Because the general purpose memory manager in C++ is a general purpose system that is designed to allocate memory for all different kinds of objects, it tends to be slower than a special purpose system that only has to allocate memory for a single kind of object.

To test the performance of my custom memory allocation system, I wrote a test program that allocates and frees a large number of BTreeNodes:

int main() {
  BTreeNode<int, 4>::initMemory(100000);
  {
    BTree<int, 4> tree;

    // Read the first list of numbers
    std::ifstream one("numbers.txt");
    std::vector<int> numbers;
    int x;
    while (one >> x) {
      numbers.push_back(x);
    }
    one.close();

    // Add all of the numbers in the first list to the tree
    clock_t start = std::clock();
    for (auto itr = numbers.begin(); itr != numbers.end(); itr++)
      if (!tree.contains(*itr))
        tree.insert(*itr);
    std::cout << ((double)((std::clock() - start) * 1000)) / CLOCKS_PER_SEC << " milliseconds to insert." << std::endl;

    // Read the second list of numbers
    std::ifstream two("remove.txt");
    numbers.clear();
    while (two >> x) {
      numbers.push_back(x);
    }
    two.close();

    // Remove the numbers in the second list
    start = std::clock();
    for (auto itr = numbers.begin(); itr != numbers.end(); itr++)
      if (tree.contains(*itr))
        tree.remove(*itr);
    std::cout << ((double)((std::clock() - start) * 1000)) / CLOCKS_PER_SEC << " milliseconds to remove." << std::endl;

    // Add the numbers in the second list back in again
    start = std::clock();
    for (auto itr = numbers.begin(); itr != numbers.end(); itr++)
      if (!tree.contains(*itr))
        tree.insert(*itr);
    std::cout << ((double)((clock() - start) * 1000)) / CLOCKS_PER_SEC << " milliseconds to insert." << std::endl;
  }
  BTreeNode<int, 4>::releaseMemory();

  return 0;
}

I also wrote a second version of the program that uses the built-in memory manager for all objects, including the BTreeNode class.
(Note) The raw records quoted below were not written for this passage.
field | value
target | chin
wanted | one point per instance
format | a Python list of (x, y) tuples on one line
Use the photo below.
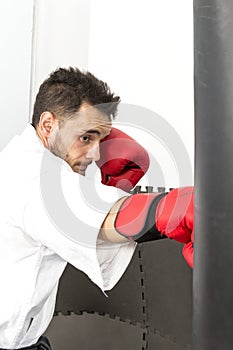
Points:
[(80, 172)]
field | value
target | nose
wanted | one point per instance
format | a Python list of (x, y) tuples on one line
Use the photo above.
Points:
[(94, 153)]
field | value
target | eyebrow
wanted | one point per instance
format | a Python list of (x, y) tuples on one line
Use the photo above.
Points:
[(92, 131)]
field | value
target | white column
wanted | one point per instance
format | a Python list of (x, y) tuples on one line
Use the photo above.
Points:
[(15, 47), (61, 34)]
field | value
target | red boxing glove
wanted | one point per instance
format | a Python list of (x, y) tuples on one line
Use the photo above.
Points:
[(123, 161), (151, 216), (175, 218)]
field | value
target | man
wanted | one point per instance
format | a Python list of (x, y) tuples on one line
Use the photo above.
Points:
[(44, 222)]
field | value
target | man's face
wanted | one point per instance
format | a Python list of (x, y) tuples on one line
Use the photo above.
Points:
[(77, 140)]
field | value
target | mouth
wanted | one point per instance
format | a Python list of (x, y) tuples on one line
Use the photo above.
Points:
[(81, 167)]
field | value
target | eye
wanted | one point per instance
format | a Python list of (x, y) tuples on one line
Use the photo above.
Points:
[(85, 138)]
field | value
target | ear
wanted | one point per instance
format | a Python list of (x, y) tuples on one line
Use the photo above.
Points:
[(46, 124)]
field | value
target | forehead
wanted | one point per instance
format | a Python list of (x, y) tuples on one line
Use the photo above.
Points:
[(88, 118)]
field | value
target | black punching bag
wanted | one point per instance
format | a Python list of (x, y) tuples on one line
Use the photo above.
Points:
[(213, 273)]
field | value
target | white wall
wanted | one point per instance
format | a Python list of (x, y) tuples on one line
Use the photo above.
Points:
[(61, 33), (15, 47), (144, 51)]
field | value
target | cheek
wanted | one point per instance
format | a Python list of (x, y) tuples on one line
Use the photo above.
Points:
[(76, 151)]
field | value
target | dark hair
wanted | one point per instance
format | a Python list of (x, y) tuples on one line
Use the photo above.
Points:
[(66, 89)]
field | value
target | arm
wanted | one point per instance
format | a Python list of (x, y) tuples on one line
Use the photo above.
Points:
[(152, 216)]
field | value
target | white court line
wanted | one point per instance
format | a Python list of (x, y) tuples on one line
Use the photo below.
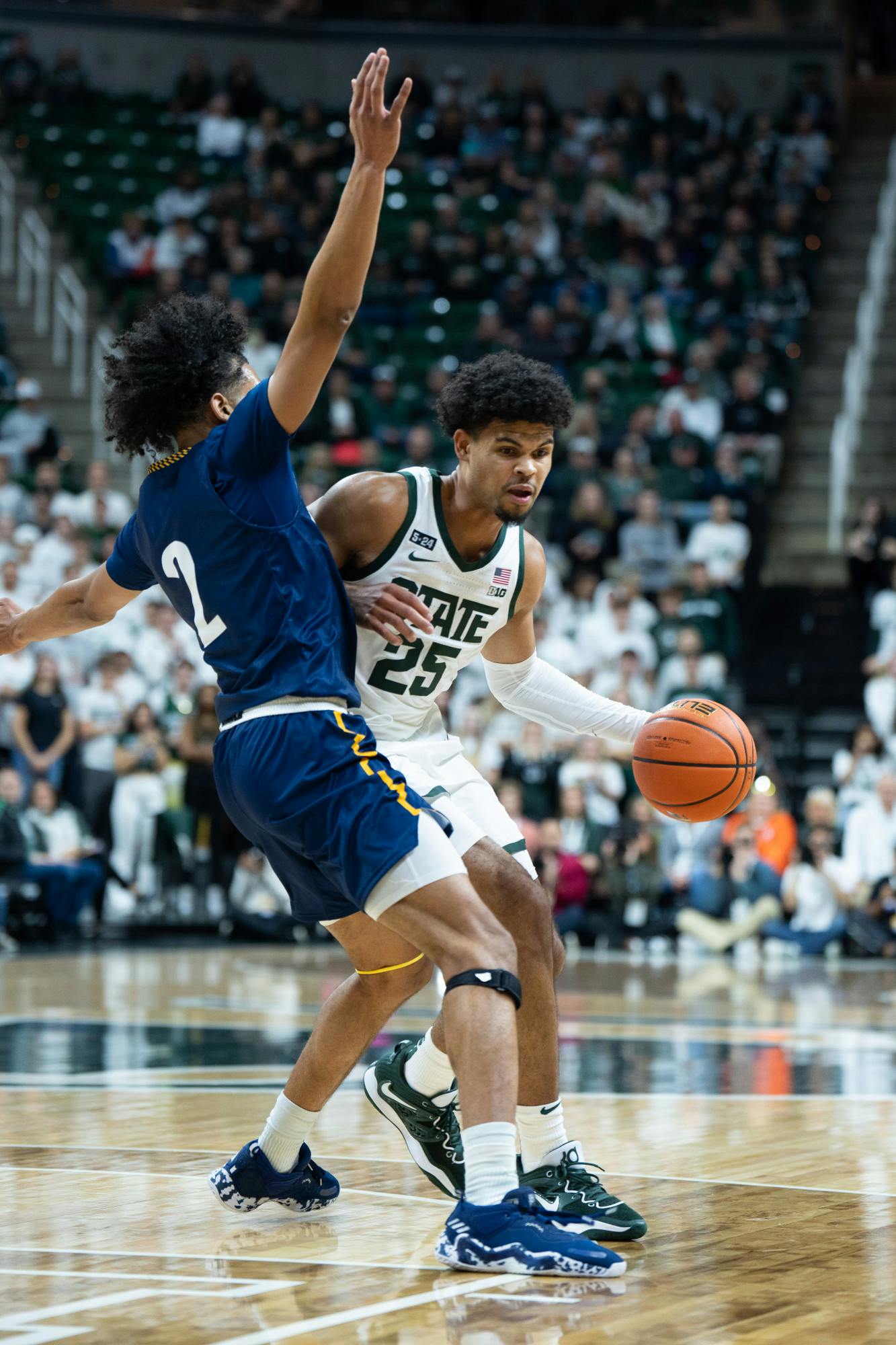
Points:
[(132, 1172), (178, 1280), (767, 1186), (358, 1315), (216, 1256), (435, 1200), (170, 1149)]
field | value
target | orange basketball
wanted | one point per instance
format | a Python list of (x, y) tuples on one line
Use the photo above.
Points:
[(694, 761)]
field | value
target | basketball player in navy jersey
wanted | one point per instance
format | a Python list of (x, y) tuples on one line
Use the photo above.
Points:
[(220, 527)]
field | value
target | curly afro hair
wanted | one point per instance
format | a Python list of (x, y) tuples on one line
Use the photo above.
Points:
[(162, 373), (503, 388)]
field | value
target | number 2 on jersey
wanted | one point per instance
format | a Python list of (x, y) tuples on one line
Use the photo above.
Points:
[(178, 564), (432, 664)]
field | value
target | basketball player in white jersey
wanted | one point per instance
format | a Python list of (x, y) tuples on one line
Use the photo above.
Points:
[(456, 545)]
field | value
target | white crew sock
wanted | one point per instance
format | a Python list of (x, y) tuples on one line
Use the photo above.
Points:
[(430, 1071), (541, 1129), (490, 1161), (286, 1130)]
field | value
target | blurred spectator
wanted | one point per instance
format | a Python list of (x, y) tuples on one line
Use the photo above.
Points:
[(537, 770), (869, 837), (101, 720), (749, 426), (689, 664), (873, 929), (772, 828), (712, 611), (880, 701), (220, 134), (194, 85), (692, 410), (814, 892), (44, 728), (65, 853), (28, 434), (139, 798), (130, 252), (99, 506), (721, 544), (649, 544), (864, 545), (600, 782), (67, 84), (857, 770), (177, 244), (184, 201)]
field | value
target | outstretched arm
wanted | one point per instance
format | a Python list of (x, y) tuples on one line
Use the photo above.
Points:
[(335, 283), (79, 606), (525, 684)]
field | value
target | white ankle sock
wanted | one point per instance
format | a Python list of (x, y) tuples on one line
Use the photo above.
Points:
[(430, 1071), (490, 1161), (286, 1130), (541, 1129)]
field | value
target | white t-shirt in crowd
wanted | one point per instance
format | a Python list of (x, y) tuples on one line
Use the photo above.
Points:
[(83, 509), (721, 547), (817, 905), (104, 709), (587, 777), (710, 673), (869, 841)]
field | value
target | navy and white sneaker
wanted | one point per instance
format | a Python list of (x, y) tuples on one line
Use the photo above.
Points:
[(518, 1237), (249, 1180)]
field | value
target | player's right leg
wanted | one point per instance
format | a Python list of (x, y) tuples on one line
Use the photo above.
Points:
[(497, 1226)]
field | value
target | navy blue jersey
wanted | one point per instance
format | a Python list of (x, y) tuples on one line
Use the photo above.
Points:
[(222, 529)]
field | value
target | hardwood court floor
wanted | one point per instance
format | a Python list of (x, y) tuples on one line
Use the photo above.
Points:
[(749, 1116)]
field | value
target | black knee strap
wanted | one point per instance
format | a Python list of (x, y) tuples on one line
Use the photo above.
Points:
[(503, 983)]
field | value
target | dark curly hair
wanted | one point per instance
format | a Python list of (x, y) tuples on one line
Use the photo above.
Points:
[(503, 388), (162, 373)]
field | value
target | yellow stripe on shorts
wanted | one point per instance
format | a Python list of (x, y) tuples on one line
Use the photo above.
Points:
[(364, 761), (399, 966)]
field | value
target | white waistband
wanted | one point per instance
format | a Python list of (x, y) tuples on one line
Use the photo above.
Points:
[(284, 705)]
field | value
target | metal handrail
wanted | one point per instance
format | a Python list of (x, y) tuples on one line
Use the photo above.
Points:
[(34, 268), (71, 326), (7, 220), (103, 342), (860, 360)]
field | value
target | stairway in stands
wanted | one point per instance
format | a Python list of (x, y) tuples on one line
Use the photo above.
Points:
[(803, 680), (798, 547)]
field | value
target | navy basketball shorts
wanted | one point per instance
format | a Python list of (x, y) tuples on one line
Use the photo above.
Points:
[(329, 812)]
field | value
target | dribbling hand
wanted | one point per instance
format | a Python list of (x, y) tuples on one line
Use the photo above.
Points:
[(376, 131), (10, 614)]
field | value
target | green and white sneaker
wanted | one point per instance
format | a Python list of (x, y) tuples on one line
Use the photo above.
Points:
[(428, 1125), (564, 1184)]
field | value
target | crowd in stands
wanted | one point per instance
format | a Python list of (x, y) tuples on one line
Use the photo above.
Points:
[(654, 249)]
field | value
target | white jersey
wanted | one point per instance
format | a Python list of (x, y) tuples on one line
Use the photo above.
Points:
[(469, 602)]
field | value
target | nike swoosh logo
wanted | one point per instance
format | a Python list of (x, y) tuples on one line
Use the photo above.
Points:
[(549, 1204), (386, 1089)]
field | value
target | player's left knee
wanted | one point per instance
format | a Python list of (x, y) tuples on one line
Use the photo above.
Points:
[(533, 926), (399, 985)]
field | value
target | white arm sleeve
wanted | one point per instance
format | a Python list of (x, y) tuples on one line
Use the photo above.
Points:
[(541, 693)]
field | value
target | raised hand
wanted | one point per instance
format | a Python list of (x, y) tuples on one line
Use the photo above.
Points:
[(10, 613), (376, 131)]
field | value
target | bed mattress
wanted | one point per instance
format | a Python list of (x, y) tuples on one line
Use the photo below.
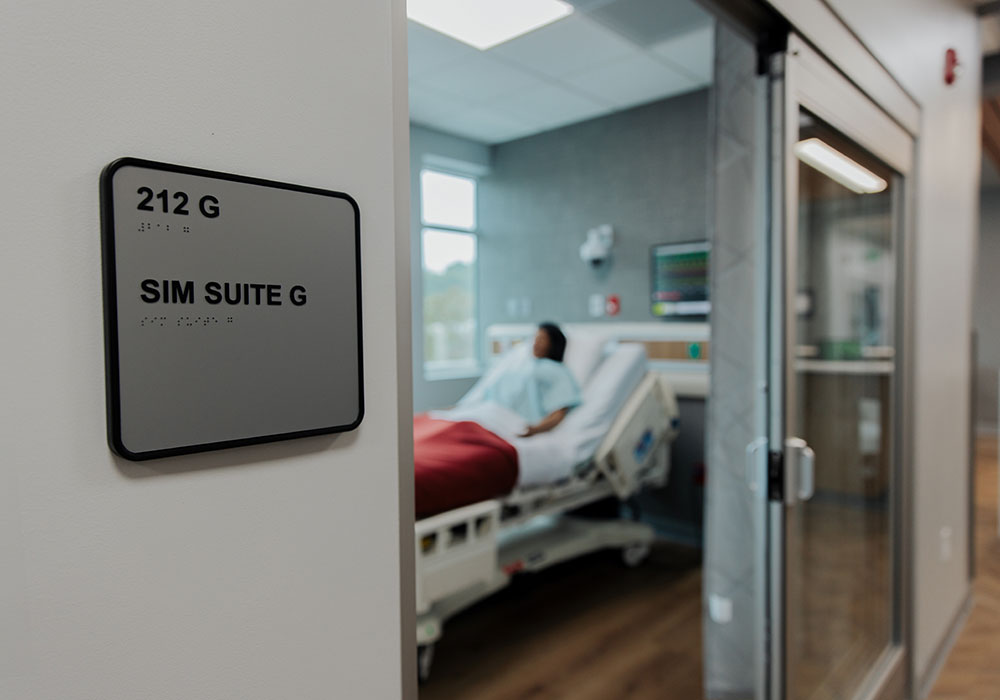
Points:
[(473, 452)]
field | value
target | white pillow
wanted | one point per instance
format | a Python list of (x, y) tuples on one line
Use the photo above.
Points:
[(584, 351)]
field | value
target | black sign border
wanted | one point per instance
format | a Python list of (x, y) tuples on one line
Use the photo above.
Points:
[(110, 286)]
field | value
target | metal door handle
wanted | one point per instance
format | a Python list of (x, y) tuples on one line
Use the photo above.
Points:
[(751, 464), (800, 470)]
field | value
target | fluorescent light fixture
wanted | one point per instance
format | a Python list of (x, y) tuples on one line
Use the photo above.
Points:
[(486, 23), (839, 167)]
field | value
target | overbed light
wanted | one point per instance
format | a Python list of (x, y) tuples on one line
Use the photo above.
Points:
[(486, 23), (839, 167)]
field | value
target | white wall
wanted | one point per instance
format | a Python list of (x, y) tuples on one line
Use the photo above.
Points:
[(910, 38), (437, 149), (265, 572)]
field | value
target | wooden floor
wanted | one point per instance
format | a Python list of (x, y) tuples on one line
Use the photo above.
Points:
[(972, 671), (589, 629)]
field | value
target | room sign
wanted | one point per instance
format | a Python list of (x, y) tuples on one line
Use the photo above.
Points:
[(232, 309)]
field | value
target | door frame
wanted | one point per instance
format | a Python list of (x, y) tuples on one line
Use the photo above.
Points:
[(802, 78)]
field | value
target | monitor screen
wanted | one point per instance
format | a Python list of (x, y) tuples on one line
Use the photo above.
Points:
[(680, 279)]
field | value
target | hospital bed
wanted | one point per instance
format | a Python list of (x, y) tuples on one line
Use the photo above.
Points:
[(614, 444)]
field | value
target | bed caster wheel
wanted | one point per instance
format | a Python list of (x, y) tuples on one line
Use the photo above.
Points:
[(425, 657), (635, 554)]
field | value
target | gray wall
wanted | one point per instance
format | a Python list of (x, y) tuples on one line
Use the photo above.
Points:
[(985, 319), (430, 148), (642, 170)]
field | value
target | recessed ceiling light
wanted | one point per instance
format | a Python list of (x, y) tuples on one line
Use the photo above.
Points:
[(836, 165), (486, 23)]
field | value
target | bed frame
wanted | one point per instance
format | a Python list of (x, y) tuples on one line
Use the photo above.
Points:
[(467, 554)]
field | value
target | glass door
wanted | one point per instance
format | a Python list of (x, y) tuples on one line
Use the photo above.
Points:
[(835, 584)]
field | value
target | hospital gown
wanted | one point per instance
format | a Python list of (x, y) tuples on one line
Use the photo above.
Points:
[(533, 388)]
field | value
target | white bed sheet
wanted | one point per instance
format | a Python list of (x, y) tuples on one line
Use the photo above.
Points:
[(553, 456)]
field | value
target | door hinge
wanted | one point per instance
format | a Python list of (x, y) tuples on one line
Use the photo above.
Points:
[(775, 476)]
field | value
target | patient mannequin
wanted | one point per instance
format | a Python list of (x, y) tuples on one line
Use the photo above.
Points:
[(540, 389)]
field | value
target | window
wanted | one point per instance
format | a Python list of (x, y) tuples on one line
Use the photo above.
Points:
[(449, 245)]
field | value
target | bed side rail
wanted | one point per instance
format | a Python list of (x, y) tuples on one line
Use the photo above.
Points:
[(455, 551), (647, 422)]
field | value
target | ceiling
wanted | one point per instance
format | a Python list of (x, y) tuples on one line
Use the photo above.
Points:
[(606, 56)]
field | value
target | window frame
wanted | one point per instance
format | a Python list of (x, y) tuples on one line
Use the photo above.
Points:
[(460, 370)]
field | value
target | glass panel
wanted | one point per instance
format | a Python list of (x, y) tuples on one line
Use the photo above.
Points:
[(449, 277), (839, 545), (447, 200)]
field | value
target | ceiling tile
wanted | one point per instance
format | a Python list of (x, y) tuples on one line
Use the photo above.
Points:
[(429, 106), (483, 125), (563, 47), (631, 81), (647, 22), (550, 106), (694, 52), (480, 78), (428, 50)]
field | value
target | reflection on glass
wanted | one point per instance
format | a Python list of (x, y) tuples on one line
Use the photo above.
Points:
[(839, 580)]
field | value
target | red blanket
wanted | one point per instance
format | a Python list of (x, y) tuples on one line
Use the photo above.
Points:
[(457, 464)]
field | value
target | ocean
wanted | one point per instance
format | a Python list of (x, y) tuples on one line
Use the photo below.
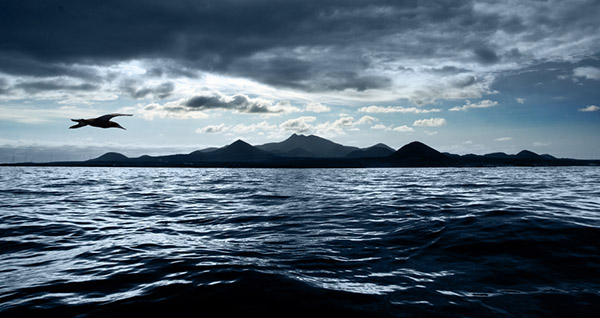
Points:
[(404, 242)]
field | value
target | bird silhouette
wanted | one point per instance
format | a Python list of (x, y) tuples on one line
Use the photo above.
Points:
[(100, 122)]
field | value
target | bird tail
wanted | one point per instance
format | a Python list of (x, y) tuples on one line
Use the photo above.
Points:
[(80, 123)]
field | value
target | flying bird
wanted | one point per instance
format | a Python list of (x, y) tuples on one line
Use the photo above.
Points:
[(100, 122)]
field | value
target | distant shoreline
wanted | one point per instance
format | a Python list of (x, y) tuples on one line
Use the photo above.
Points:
[(299, 151)]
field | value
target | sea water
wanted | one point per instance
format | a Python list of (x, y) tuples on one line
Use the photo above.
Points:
[(476, 242)]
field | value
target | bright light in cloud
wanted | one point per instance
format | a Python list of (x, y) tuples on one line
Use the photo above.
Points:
[(396, 109), (403, 128), (482, 104), (212, 129), (29, 115), (587, 72), (590, 108), (431, 122), (317, 108), (298, 125)]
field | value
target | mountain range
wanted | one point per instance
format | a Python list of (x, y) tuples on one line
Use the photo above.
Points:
[(302, 151)]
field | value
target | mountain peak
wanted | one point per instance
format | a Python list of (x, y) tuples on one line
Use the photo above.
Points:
[(418, 153), (111, 156), (319, 147), (238, 143), (526, 154)]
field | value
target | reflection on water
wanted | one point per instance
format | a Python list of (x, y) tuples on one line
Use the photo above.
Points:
[(450, 242)]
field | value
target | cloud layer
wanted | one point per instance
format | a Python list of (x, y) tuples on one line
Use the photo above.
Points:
[(308, 46)]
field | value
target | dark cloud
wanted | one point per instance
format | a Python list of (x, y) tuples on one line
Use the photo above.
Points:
[(308, 45), (161, 91), (240, 103), (3, 86), (486, 55), (449, 70)]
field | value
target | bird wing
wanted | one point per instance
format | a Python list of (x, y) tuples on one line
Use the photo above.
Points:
[(110, 116)]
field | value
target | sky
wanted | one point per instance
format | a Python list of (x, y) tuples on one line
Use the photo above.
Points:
[(460, 76)]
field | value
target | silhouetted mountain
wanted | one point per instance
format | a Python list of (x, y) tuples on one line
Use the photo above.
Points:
[(376, 151), (382, 145), (417, 153), (549, 157), (111, 157), (300, 151), (526, 154), (238, 151), (497, 155), (317, 146), (205, 150)]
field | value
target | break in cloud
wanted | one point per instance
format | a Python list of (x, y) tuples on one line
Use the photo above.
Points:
[(431, 122), (590, 108), (397, 109), (587, 72), (482, 104), (302, 125), (327, 46)]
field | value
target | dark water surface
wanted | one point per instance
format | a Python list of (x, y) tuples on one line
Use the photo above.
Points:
[(490, 242)]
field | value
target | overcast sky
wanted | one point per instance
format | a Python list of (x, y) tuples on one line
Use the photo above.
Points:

The code above reads 100,000 random integers from a text file and stores in them in a BTree. It then reads a second list of 50,000 random integers, removes them from the BTree, and then adds them back in. This will test the performance of the free list, since removing a large number of items from the BTree will result in a large number of BTreeNodes being deleted and returned to the free list.

To measure the performance of the insert and remove operations I used the std::clock() function to measure the amount of time needed to perform these operations. To use this function you need to include <ctime>.Since reading the numbers from the two text files actually takes much longer than the insertions or the removals, I first read the numbers into a vector and then timed how long it took to do the insertions of the numbers from the vector.

Using the built-in memory manager, the program reports these times:

100.354 milliseconds to insert.
35.284 milliseconds to remove.
62.58 milliseconds to insert.

With our own custom memory manager the program reports:

86.817 milliseconds to insert.
29.14 milliseconds to remove.
52.784 milliseconds to insert.

This is overall about a 15% improvement in speed.